Why is someArray.forEach { _ in ... } faster than someRange.forEach { _ in ... } for same number of elements?

young · June 6, 2021, 9:47pm

I'm trying to measure the performance of some func:

    let randomNumbers = (1...10_000_000).map { _ in Int.random(in: 0...999) }
    let number = Int.max

        self.measure {
// Time: 2.466 sec
            randomNumbers.forEach { _ in
                let _ = number.digits2
                let _ = number.digits2
                let _ = number.digits2
            }
        }


// vs.


        self.measure {
// Time: 4.389 sec
            (1...10_000_000).forEach { _ in
                let _ = number.digits2
                let _ = number.digits2
                let _ = number.digits2
            }
        }

the second measure is much slower

Int.digits2

extension Int {
    var digits: Int {
        // Call this C func
        Int(count_digit(Int64(self)))
    }

    var digits2: Int {
        self < 10 ? 1 :
        self < 100 ? 2 :
        self < 1_000 ? 3 :
        self < 10_000 ? 4 :
        self < 100_000 ? 5 :
        self < 1_000_000 ? 6 :
        self < 10_000_000 ? 7 :
        self < 100_000_000 ? 8 :
        self < 1_000_000_000 ? 9 :
        self < 10_000_000_000 ? 10 :
        self < 100_000_000_000 ? 11 :
        self < 1_000_000_000_000 ? 12 :
        self < 10_000_000_000_000 ? 13 :
        self < 100_000_000_000_000 ? 14 :
        self < 1_000_000_000_000_000 ? 15 :
        self < 10_000_000_000_000_000 ? 16 :
        self < 100_000_000_000_000_000 ? 17 :
        self < 1_000_000_000_000_000_000 ? 18 :
        19
    }
}

Ben_Cohen · June 6, 2021, 11:31pm

Are you asking about debug performance not release?
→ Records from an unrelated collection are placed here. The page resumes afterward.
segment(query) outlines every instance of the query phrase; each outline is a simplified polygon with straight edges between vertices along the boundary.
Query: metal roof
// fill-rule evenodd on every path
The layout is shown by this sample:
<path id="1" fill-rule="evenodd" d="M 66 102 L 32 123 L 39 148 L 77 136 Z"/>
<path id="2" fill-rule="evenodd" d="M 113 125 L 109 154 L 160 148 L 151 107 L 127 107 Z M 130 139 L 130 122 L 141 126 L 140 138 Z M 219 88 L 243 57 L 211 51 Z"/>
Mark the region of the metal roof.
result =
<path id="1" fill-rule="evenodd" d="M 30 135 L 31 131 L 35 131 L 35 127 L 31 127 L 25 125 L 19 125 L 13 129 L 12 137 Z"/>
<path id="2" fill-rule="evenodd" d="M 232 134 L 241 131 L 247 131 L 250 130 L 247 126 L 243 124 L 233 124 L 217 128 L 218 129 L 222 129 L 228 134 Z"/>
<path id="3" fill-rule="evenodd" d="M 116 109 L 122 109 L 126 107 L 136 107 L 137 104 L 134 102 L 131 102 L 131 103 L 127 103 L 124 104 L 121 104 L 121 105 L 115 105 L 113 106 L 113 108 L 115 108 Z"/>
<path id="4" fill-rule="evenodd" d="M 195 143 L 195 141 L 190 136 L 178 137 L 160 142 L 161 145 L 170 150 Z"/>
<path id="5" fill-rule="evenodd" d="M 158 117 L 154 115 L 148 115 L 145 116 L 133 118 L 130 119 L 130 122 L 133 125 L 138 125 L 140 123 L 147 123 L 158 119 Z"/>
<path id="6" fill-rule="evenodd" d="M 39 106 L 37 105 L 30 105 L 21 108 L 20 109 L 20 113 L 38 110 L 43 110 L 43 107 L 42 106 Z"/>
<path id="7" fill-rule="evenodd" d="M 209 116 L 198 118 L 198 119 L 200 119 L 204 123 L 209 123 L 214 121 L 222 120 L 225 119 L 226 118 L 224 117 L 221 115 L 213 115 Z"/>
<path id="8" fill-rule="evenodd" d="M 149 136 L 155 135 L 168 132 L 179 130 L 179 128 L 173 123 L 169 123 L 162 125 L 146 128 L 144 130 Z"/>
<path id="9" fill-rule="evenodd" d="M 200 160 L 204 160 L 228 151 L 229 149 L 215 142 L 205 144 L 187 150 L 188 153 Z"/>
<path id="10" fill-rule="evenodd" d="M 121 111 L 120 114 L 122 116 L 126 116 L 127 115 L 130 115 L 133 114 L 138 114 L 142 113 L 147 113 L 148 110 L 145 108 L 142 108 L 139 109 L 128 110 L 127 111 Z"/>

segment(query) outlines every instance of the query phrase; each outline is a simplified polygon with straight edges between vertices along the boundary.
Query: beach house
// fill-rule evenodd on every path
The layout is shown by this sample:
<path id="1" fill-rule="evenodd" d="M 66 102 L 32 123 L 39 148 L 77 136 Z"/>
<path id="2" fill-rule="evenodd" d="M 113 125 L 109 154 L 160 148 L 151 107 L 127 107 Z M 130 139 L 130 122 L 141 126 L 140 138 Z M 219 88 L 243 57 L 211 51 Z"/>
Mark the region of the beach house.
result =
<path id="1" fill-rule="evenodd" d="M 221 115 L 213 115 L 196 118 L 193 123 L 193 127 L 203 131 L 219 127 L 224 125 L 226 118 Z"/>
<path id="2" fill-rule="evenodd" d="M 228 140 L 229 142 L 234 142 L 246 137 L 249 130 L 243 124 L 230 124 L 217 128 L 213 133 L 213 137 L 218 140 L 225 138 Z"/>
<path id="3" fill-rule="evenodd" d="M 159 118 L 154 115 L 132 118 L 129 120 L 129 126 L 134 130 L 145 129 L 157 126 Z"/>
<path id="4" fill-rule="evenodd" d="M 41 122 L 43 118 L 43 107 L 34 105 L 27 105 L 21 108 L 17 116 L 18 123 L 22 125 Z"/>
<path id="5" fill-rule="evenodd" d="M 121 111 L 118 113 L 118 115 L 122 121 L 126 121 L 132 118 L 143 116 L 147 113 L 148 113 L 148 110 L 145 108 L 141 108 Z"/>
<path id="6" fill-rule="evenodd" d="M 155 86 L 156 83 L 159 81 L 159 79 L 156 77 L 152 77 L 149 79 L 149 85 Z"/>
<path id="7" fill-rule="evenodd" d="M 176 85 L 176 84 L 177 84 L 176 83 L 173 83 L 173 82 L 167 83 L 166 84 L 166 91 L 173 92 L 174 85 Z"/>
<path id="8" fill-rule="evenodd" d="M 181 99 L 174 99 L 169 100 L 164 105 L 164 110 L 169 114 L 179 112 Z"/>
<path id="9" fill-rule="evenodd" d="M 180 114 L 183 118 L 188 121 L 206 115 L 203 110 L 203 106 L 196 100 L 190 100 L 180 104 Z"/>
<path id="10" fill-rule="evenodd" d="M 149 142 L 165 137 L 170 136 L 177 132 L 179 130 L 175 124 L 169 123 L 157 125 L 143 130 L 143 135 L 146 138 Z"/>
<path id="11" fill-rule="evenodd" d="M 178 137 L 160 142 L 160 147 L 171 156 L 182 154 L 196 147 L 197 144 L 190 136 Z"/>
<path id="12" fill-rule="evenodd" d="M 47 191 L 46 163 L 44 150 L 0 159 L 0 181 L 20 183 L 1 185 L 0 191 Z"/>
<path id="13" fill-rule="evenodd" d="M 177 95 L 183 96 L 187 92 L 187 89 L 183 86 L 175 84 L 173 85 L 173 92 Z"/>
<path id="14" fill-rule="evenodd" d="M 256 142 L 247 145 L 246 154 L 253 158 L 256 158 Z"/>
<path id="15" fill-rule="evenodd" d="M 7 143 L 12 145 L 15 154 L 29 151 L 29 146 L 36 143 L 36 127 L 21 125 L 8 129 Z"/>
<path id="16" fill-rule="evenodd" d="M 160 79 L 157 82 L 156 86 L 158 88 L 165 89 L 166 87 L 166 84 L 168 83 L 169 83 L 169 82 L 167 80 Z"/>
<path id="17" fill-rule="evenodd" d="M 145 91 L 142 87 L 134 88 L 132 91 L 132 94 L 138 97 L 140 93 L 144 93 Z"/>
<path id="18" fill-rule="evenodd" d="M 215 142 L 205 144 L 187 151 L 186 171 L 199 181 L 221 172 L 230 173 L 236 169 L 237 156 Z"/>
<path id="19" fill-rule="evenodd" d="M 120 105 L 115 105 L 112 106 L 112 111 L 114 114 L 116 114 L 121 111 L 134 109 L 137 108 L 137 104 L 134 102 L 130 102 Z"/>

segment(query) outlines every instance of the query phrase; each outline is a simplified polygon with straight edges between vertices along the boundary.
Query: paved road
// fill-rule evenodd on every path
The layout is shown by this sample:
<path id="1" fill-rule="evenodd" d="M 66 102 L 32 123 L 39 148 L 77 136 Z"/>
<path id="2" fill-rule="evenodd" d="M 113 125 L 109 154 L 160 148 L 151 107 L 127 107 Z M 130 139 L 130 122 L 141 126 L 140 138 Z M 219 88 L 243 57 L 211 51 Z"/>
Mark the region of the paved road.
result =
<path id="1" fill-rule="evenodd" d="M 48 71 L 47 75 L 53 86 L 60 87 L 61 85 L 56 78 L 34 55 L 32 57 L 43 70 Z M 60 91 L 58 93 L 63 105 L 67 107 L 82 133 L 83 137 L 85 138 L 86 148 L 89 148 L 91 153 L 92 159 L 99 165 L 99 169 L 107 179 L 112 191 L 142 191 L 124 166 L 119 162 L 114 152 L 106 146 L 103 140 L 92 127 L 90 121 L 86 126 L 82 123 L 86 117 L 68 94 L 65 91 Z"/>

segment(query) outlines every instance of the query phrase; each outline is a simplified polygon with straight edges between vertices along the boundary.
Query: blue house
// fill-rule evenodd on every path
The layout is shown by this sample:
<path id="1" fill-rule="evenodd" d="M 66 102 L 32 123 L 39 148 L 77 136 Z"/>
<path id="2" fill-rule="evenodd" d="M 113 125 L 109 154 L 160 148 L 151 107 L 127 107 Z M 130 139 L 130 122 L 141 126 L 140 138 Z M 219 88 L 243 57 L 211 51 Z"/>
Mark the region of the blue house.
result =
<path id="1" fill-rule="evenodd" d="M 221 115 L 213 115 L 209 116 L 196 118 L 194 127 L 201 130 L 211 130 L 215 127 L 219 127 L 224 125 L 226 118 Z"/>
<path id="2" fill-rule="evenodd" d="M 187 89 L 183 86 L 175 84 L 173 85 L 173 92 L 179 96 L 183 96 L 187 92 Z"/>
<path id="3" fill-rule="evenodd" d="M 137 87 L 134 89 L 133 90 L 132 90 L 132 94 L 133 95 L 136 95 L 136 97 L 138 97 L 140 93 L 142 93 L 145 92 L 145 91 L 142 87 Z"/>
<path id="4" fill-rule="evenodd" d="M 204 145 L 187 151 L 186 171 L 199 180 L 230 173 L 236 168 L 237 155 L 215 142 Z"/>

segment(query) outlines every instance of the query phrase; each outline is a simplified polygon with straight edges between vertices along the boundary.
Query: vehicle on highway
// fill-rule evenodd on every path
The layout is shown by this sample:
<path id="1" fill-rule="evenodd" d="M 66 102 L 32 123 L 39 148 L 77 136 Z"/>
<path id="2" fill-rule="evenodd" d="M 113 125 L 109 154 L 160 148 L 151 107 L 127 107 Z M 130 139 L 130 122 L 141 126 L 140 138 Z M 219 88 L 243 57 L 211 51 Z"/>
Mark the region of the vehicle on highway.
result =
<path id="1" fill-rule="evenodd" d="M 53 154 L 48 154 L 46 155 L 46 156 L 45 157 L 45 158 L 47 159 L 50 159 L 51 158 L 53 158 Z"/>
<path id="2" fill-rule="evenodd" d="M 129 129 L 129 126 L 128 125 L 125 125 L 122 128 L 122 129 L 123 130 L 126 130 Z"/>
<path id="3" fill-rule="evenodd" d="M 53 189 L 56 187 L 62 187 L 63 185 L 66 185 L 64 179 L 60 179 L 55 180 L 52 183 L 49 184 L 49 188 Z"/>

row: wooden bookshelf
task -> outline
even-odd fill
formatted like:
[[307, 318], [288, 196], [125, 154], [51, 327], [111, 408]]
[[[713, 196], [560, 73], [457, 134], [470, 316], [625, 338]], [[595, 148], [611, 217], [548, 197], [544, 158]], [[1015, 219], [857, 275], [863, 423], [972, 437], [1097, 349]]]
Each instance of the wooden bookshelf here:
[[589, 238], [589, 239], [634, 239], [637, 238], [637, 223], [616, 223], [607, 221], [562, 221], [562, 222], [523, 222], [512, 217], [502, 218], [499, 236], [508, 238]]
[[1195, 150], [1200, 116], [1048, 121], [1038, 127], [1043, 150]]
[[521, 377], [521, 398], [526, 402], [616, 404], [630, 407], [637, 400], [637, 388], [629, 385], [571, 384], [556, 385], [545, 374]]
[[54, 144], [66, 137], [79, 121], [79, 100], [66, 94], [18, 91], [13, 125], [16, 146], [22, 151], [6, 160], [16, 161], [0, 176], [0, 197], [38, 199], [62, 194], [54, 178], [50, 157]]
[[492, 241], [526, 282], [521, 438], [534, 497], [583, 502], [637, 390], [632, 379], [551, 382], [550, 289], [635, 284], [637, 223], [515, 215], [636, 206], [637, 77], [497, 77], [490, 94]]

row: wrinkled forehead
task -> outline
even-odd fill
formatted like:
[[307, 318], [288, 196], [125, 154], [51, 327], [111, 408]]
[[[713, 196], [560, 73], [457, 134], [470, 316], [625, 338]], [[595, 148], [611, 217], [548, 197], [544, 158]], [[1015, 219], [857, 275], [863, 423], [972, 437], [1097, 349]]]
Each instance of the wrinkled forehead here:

young · June 6, 2021, 11:35pm

Oh, is the diff is because debug build?

I thought the two should generate the same code. But even if it's different, the Range one for should be faster but it's actually slower.

Ben_Cohen · June 6, 2021, 11:40pm

In debug, the compiler won't specialize the underlying implementation of generic types, or eliminate bounds checks or other redundant work. This is massively inefficient for supposed "zero-cost" abstractions like 0...n or forEach (btw, I'd suggest you don't use forEach for this, just use a for loop - not a performance thing, just a style thing).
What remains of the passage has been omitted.